Maybe I’m depressed because adulthood is knocking at my door and I just can’t do it. Graduation is 158 days away. There are 158 days separating me from the next stage of my life. A life I’m not ready to tackle just yet.
The things I used to find so much enjoyment in I no longer do. I sit down amongst my peers and think to myself, “I have so many other things to be doing right now. I don’t want to be here. Why am I here?” And it isn’t because what they are doing isn’t important, because it is. It’s just not something that reaches the same level of all the other things I have on my plate, at least not in my mind.
Maybe I’m depressed because I’m overwhelmed. Projects. Exams. A Christmas Market to plan. Soundings meetings. Work Meetings. Time Sheets to fill out. People to help. People to spend time with. No time to sleep, but feeling exhausted every second of the day. 3 weeks left of the semester to get so many tasks accomplished and the whole time I feel like I’m drowning. I need help. I just don’t know what kind of help I need or how to ask for it or what to do.
And the words, “You did this to yourself” echo in my head as I replay a conversation I had with someone at lunch the other day. She’s right. I did. Not that her words were helpful in any way, shape, or form. If anything, they cut me deeper than anything I’ve ever been told before, because I did. I brought this on myself. I know she’s right.
So what am I going to do about it? Well, I’m going to share how I’m feeling. Hopefully, that is a good enough start.
I’m overwhelmed. I’m lonely. I’m exhausted. I’m busy. I’m sad. I’m hurting. I’m in pain and I don’t even know where the pain is coming from.
But I don’t think these feelings I am having make me weak. I think, if anything, they remind me of where my strength is to be found. I’m going to take this battle one day at a time, because I know God is on my side.
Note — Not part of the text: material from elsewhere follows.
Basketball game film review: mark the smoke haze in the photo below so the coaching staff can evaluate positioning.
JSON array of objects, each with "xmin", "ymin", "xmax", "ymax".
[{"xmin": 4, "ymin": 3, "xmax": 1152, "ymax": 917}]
“The LORD himself goes before you and will be with you; He will never leave you nor forsake you. Do not be afraid; do not be discouraged.” ~Deuteronomy 31:8
“The righteous cry out, and the LORD hears them; He delivers them from all their troubles.” ~Psalm 34:17
“I waited patiently for the LORD; He turned to me and heard my cry. He lifted me out of the slimy pit, out of the mud and mire; He set my feet on a rock and gave me a firm place to stand. He put a new song in my mouth, a hymn of praise to our God. Many will see and fear and put their trust in the LORD.” ~Psalm 40:1-3
“Dear friends, do not be surprised at the painful trial you are suffering, as though something strange were happening to you. But rejoice that you participate in the sufferings of Christ, so that you may be overjoyed when His glory is revealed.” ~1 Peter 4:12-13
God is with me. If you are feeling similar to me, I promise He is with you too.
I’m hoping for better days my friends. For you. For me. For everyone.
Until then, I think it’s important to count my blessings. I used to write down all the good stuff that happened to me within a day. I found myself drifting from this habit, but I want to start again. Maybe you should give it a try, too? After all, God blesses us with more than we really give Him credit for.